While that longevity is certainly impressive, it would not have made for an effective special section.
But that search for old family businesses did illustrate that it’s difficult for any commercial enterprise to endure decades of economic upheavals, changing market conditions, mergers and acquisitions, etc.
Particularly true in homebuilding, that’s why the 60th anniversary of the Dostie family building homes in Northeast Florida is noteworthy.

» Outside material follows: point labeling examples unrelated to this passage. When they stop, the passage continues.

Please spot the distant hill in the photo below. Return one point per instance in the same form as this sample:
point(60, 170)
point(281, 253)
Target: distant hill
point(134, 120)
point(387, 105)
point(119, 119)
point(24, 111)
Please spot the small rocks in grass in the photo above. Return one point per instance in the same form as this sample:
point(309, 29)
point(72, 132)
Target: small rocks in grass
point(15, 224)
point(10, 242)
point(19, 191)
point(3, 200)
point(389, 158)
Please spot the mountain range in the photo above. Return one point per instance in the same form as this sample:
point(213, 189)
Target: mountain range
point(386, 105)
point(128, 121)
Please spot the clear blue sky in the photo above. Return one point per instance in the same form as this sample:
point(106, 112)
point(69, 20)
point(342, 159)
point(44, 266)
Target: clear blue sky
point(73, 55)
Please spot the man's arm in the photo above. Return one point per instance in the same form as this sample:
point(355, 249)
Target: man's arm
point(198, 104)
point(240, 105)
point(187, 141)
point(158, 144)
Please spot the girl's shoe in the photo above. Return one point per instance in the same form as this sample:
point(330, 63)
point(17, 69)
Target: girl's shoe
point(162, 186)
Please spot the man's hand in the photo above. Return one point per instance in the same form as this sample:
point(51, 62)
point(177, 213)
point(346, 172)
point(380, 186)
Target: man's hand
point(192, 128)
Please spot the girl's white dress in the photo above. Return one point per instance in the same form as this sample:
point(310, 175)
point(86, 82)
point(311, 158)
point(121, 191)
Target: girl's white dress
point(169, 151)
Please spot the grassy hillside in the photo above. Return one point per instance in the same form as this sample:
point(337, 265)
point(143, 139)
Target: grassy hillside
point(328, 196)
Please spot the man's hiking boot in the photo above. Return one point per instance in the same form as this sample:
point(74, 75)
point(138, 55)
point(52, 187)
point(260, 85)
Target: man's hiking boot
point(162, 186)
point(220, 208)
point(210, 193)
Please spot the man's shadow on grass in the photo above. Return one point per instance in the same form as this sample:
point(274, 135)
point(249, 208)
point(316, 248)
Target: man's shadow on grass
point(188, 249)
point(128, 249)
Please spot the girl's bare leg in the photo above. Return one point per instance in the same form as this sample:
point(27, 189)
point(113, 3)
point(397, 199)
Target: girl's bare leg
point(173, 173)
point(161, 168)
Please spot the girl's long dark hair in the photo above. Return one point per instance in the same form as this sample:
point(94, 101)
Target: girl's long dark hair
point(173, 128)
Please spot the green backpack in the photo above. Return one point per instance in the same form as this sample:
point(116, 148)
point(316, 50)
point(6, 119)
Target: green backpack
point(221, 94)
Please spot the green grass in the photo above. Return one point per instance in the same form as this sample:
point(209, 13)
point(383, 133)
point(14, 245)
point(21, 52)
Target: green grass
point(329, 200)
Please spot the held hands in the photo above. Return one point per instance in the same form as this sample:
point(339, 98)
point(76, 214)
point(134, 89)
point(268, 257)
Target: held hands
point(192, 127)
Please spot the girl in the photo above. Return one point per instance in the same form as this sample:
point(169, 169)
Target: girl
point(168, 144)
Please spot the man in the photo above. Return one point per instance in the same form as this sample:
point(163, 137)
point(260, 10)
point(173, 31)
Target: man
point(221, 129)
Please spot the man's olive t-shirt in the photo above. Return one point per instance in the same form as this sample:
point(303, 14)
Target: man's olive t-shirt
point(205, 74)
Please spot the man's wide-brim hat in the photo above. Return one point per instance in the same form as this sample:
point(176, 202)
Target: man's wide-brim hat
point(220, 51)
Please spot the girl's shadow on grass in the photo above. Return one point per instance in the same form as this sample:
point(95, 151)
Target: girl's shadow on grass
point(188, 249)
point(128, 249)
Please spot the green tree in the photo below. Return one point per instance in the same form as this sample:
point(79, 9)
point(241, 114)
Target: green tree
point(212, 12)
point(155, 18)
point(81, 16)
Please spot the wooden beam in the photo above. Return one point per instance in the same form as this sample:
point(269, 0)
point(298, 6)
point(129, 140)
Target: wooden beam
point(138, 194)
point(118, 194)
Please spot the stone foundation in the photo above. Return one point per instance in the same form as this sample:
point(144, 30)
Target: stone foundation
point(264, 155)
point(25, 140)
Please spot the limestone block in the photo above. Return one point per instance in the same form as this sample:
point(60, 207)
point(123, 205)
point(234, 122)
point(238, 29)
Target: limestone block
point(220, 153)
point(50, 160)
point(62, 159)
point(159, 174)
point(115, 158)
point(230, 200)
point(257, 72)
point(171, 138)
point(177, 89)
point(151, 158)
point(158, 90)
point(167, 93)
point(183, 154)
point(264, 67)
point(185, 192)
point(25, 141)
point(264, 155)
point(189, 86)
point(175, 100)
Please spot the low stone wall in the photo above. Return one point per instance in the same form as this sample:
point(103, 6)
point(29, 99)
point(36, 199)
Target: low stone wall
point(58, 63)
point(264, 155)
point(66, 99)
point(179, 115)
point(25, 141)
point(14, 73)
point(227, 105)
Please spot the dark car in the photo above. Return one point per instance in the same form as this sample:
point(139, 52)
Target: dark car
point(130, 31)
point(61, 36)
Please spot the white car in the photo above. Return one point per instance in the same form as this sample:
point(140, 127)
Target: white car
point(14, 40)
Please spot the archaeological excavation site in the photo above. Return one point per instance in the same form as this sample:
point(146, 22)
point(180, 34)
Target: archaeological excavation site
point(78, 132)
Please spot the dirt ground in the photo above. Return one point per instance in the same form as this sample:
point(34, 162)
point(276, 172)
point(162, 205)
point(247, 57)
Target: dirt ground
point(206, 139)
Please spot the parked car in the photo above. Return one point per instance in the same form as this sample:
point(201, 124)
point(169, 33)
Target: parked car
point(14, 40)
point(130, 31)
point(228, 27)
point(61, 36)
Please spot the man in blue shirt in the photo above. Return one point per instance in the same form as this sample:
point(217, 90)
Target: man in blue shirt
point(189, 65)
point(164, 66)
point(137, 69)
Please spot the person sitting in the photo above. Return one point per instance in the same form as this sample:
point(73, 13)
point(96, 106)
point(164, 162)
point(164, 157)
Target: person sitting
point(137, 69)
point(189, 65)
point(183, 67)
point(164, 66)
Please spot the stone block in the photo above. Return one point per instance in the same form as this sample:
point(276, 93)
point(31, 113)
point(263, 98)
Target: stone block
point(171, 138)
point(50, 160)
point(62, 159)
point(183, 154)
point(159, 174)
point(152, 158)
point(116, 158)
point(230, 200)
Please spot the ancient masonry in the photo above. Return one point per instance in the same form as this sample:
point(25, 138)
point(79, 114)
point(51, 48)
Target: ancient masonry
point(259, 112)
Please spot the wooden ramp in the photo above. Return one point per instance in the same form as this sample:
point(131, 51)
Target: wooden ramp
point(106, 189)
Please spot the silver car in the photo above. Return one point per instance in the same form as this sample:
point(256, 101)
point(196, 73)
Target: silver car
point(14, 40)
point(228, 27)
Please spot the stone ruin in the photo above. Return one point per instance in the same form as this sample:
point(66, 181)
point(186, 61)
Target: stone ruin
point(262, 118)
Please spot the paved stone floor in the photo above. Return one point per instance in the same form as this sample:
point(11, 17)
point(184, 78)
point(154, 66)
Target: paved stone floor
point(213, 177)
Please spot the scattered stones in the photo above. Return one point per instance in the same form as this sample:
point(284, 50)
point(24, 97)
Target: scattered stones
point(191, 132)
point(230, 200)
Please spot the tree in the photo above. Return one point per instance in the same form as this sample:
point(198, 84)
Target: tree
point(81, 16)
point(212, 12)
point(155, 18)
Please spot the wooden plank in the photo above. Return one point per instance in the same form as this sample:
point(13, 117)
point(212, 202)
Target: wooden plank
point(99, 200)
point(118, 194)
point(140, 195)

Although Dostie Homes does not exist in its original form, brothers Chris and Rick Dostie are the third generation to carry on the Dostie legacy that began when J. Rene Dostie sought to escape the bitter Canadian winters to bring his homebuilding enterprise south to take advantage of the moderate climate and the promise of a burgeoning market.
The Dostie brothers’ father, Richard, sold the second-generation business to Toll Brothers in 2003. Chris and Rick Dostie continued to build homes outside the immediate area until the terms of a noncompete agreement were met, then returned to resume their role as one of the region’s pre-eminent builders. This year, the company built one of four “Dream Homes” entries in the Parade of Homes, all valued at more then $1 million.
In an interview with Realty-Builder before taking the reins of the Northeast Florida Builders Association in January, Chris Dostie said the organization must consider the growing trend of urban infill as it sets forth on its membership-benefiting agenda.
Which brings us back to where started, figuratively and literally.